Ela explica que os presentes debateram a expansão e interiorização da universidade, que muito embora tenha sido um processo extremamente importante para a democratização da educação superior, pois, com isso as universidades se inseriram em regiões de difícil acesso, mais adentradas no interior do país, o processo não se consolidou da forma como deveria. Por isso, a precarização a qual as universidades estão submetidas acaba sendo mais intensificado nesses locais “fora de sede”, isto é, nos campi do interior.
Professora Ana Paula Sacco no primeiro dia do II Seminário Multicampia e Fronteira
“A gente [o Andes-SN] tem uma proposição de que local de trabalho é instituição e não campus. Mas para esses campi fora da sede, nem sempre há autonomia financeira, então os recursos demoram ainda mais para chegarem.

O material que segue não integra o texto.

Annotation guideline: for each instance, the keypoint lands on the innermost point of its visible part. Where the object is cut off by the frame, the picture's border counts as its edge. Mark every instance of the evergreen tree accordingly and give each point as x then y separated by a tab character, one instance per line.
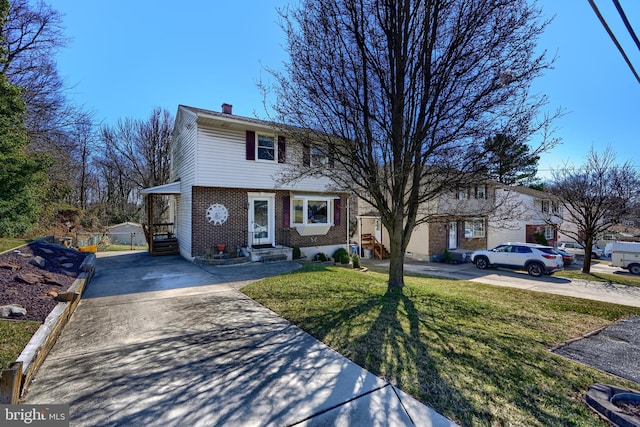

As pós-graduações não estão consolidadas, e assim o professor tem dificuldade de exercer o seu tripé, pesquisa, ensino, extensão. As vezes são locais de difícil permanência para o professor, porque você precisa pegar barco, bem longe de uma cidade grande, de uma capital. É difícil para os estudantes também, mas eles costumam ser da região, e isso é muito bom, porque significa que a universidade está atendendo a comunidade local, mas tudo isso é ainda mais difícil para o professor”, afirmou.
Adicional de penosidade, mas não só isso
A docente lembra que o GTMulticampia e Fronteiras foi criado na perspectiva de que os professores que trabalham nos campi do interior consigam um adicional no seu salário. Segundo Sacco, há toda uma discussão, inclusive jurídica, sobre qual seria o melhor caminho para conseguir esse adicional, que se refere à penosidade – um direito trabalhista que compensa o esforço físico, mental ou emocional de trabalhadores que realizam atividades desgastantes. Mas não é apenas isso, pois um aumento de salário, por si só, não pode fazer com que a pessoa permaneça num local sem o mínimo de estrutura, como saúde e educação para os filhos.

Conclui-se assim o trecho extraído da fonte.